In recent conversations with my soon-to-be-a-college-grad daughter Hannah, we critiqued her (already impressive) LInkedIn profile with an eye toward translating her stellar academic, internship and service-leadership accomplishments into real-world skills.
These ten tips — gleaned from one of my past presentations to young professionals — are still a good reminder of a business-building approach to social media, … no matter your age or experience.
1. Establish a solid profile
It is tempting to plug in a few facts and get back to it when time permits but, like all the tools in your professional arsenal, first impressions count. Take the time to shine: add a picture, show what you have to offer, join a group. You wouldn’t hand out your resume before introducing yourself, so don’t do it here.
2. Write professionally for the job you seek
Write for the screen, in short blocks of copy. Use complete sentences with a professional writing style. This is not the forum for “lol” or “brb.” Think about the reader and be sure to proofread for grammar and typos.
3. Use your best voice
Light up your “Profile” with your voice. Use specific adjectives, colorful verbs, active construction (‘managed project team,’ not ‘responsible for project team management’). Act naturally: don’t write in the third person unless that formality suits you. Picture yourself at a networking gathering. How do you introduce yourself? That’s your authentic voice, so use it.
4. Put your elevator pitch to work
Go back to your interview introduction. That 30-second commercial, the essence of who you are and what you do, is a personal elevator pitch. Use it in the “Summary” section to engage readers. You’ve got 5-10 seconds to capture their attention. The more meaningful your summary is, the more time you’ll get from readers.
5. Point out your skills
For some professions, the “Specialties” field may be your personal search engine optimizer. This searchable section is where that list of industry buzzwords from your resume belongs. This is also the place to display particular abilities and interests, the personal values you bring to your professional performance, or even a note of humor or passion.
6. Explain your experience
Help the reader grasp the key point: translate your features into benefits. If you have worked or interned, briefly say what the company does and what you did. Think of a face-to-face meeting: after you’ve introduced yourself, how do you describe what you might offer? Use those clear, succinct phrases here and break them into visually digestible chunks.
7. Distinguish yourself from the crowd
Use the “Additional Information” section to round out your “Profile” with a few key interests. Add websites that showcase your abilities or passions. List professional associations, awards, charitable involvement, etc.
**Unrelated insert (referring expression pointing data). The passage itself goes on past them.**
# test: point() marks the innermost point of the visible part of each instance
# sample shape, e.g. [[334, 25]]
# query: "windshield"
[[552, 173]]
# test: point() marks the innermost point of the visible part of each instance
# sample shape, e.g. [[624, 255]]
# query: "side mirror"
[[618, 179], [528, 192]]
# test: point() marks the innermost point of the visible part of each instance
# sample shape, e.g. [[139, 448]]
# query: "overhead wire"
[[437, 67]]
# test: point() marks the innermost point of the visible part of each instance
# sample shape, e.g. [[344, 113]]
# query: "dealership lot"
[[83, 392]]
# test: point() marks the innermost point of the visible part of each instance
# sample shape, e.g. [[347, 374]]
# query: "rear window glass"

8. Build your connections.
The company you keep reflects on you. What happens when you view a “Profile” and see that you know someone in common? The value of that commonality works both ways. So identify connections that will add to your credibility, being selective. While it is easy to “accept” every invitation, don’t invite others into your network if you are unsure of their caliber or integrity.
9. Leverage relationships
Informal market research is perhaps the most valuable feature of LinkedIn. If you are seeking a job or preparing for an interview, search for profiles of key decision-makers or influence-leaders. You may share an acquaintance or an interest and may even find someone who can vouch for you as a fine and upstanding individual.
10. The heart of social networking
Putting people together with no immediate opportunity for your own gain is at the heart of social networking. In fact, the pay-it-forward philosophy is inherent in networking of any sort, … face-to-face or Internet-based. If you see two people who would benefit from meeting, “introduce” them via LinkedIn or other traditional means.